Animal that doesn't survive on oxygen discovered

Scientists have discovered an animal that does not need oxygen to produce energy needed for its survival, a finding that changes one of science's assumptions about the animal world.

The tiny, less than 10-celled parasite Henneguya salminicola lives in salmon muscle, according to the finding published on Tuesday in the journal PNAS.

As it evolved, the animal, which is a relative of jellyfish and corals, gave up breathing and consuming oxygen -- or became anaerobic -- to produce energy.

"Aerobic respiration was thought to be ubiquitous in animals, but now we confirmed that this is not the case," said Dorothee Huchon, a professor at Tel Aviv University (TAU) in Israel.

"Our discovery shows that evolution can go in strange directions. Aerobic respiration is a major source of energy, and yet we found an animal that gave up this critical pathway," Huchon said.

Some other organisms like fungi, amoebas or ciliate lineages in anaerobic environments have lost the ability to breathe over time, the researchers said.

The new study demonstrates that the same can happen to an animal -- possibly because the parasite happens to live in an anaerobic environment, they said.

The researchers noted that the parasite's anaerobic nature was an accidental discovery.

While assembling the Henneguya genome, Huchon found that it did not include a mitochondrial genome.

The mitochondria is the powerhouse of the cell where oxygen is captured to make energy, so its absence indicated that the animal was not breathing oxygen.
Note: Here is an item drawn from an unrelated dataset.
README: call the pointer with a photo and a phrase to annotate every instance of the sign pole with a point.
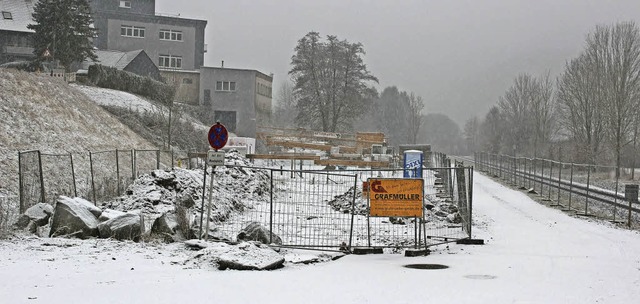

Until the new discovery, there was debate regarding the possibility that organisms belonging to the animal kingdom could survive in anaerobic environments, the researchers said.

The assumption that all animals are breathing oxygen was based, among other things, on the fact that animals are multicellular, highly developed organisms, which first appeared on the Earth when oxygen levels rose, they said.

"It's not yet clear to us how the parasite generates energy," Huchon said.

"It may be drawing it from the surrounding fish cells, or it may have a different type of respiration such as oxygen-free breathing, which typically characterises anaerobic non-animal organisms," she said.

According to Huchon, the discovery bears enormous significance for evolutionary research.

"It is generally thought that during evolution, organisms become more and more complex, and that simple single-celled or few-celled organisms are the ancestors of complex organisms," she said.

"But here, right before us, is an animal whose evolutionary process is the opposite. Living in an oxygen-free environment, it has shed unnecessary genes responsible for aerobic respiration and become an even simpler organism, Huchon added.